Attend in person:
Altogether, around 200,000 Irish personnel served in the First World War (1914-18). Around 30,000 of them were killed supporting the British war effort. Yet the range of challenges faced by veterans on their return to Ireland highlights a lack of support, empathy and understanding for the life-changing mental injuries that many of them had suffered.
The British state’s initial progressive and innovative attempts to rehabilitate psychoneurotic ex-servicemen were compromised by a lack of recognition, employment, training and treatment facilities in Ireland.

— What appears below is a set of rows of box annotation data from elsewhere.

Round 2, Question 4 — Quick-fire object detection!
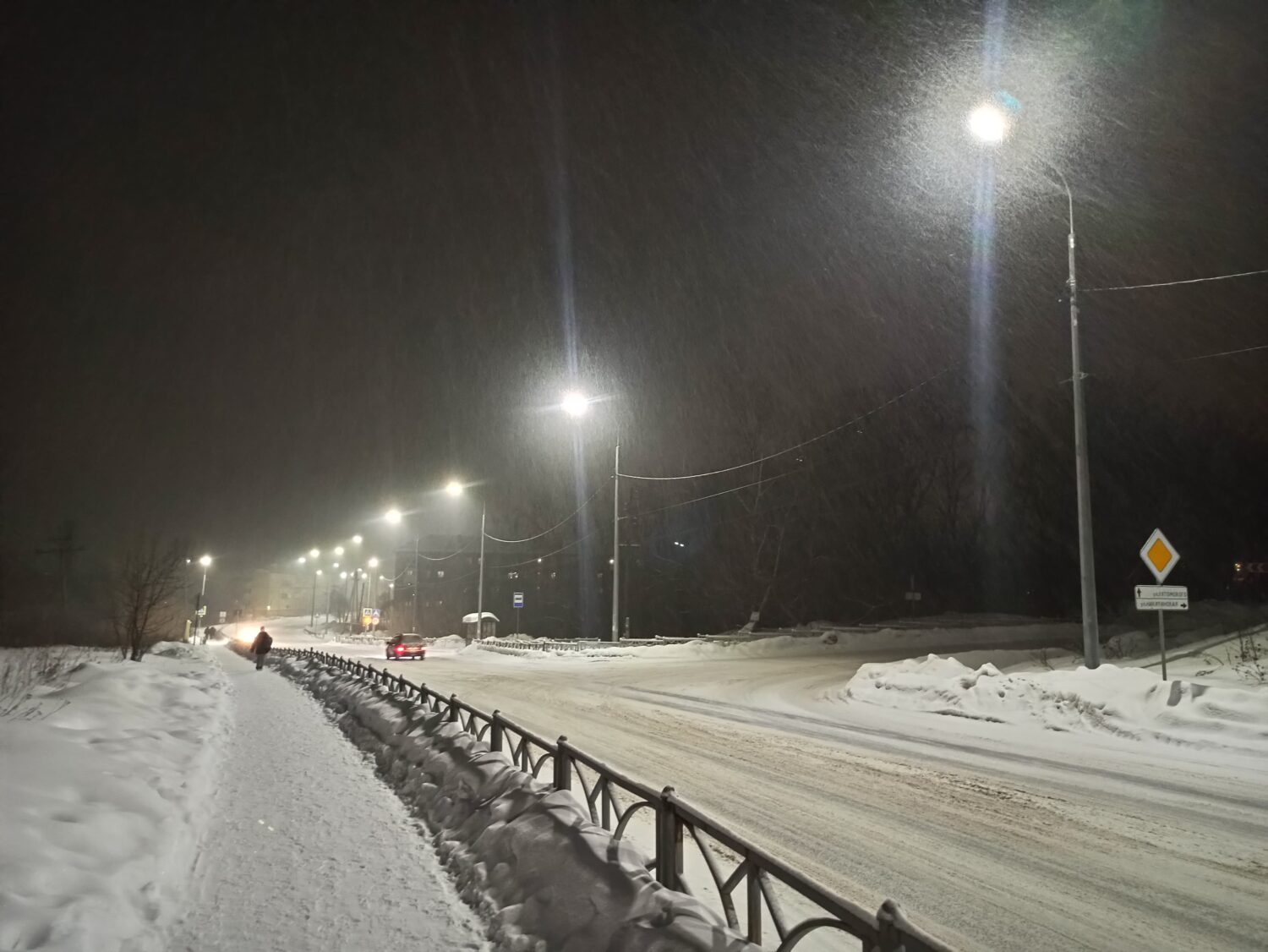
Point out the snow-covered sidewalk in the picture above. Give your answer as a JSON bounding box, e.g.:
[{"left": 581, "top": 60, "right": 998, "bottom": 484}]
[{"left": 169, "top": 650, "right": 486, "bottom": 952}]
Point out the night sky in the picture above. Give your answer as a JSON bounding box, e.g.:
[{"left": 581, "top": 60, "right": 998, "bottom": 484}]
[{"left": 0, "top": 0, "right": 1268, "bottom": 564}]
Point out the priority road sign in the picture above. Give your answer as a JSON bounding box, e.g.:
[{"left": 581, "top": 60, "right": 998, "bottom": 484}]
[
  {"left": 1136, "top": 586, "right": 1189, "bottom": 611},
  {"left": 1140, "top": 528, "right": 1181, "bottom": 584}
]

This was compounded by the unsympathetic socio-political environment to which these veterans returned. Indeed, many in Ireland perceived their sacrifice to have been undertaken on behalf of an occupying and hostile enemy.
In this captivating talk, Dr Michael Robinson will explore the different factors - from hostility to apathy - that affected their treatment, both during and after the Irish War of Independence (1919-21). He will also reveal how many of them ended up looking to the British state and British veteran charities for financial relief.
Dr Michael Robinson is a Leverhulme Trust-funded Early Career Researcher working in the History department at the University of Liverpool. He completed his PhD on shell-shocked Irish Great War veterans in 2016. His thesis was later published as part of Manchester University Press’s Disability History series.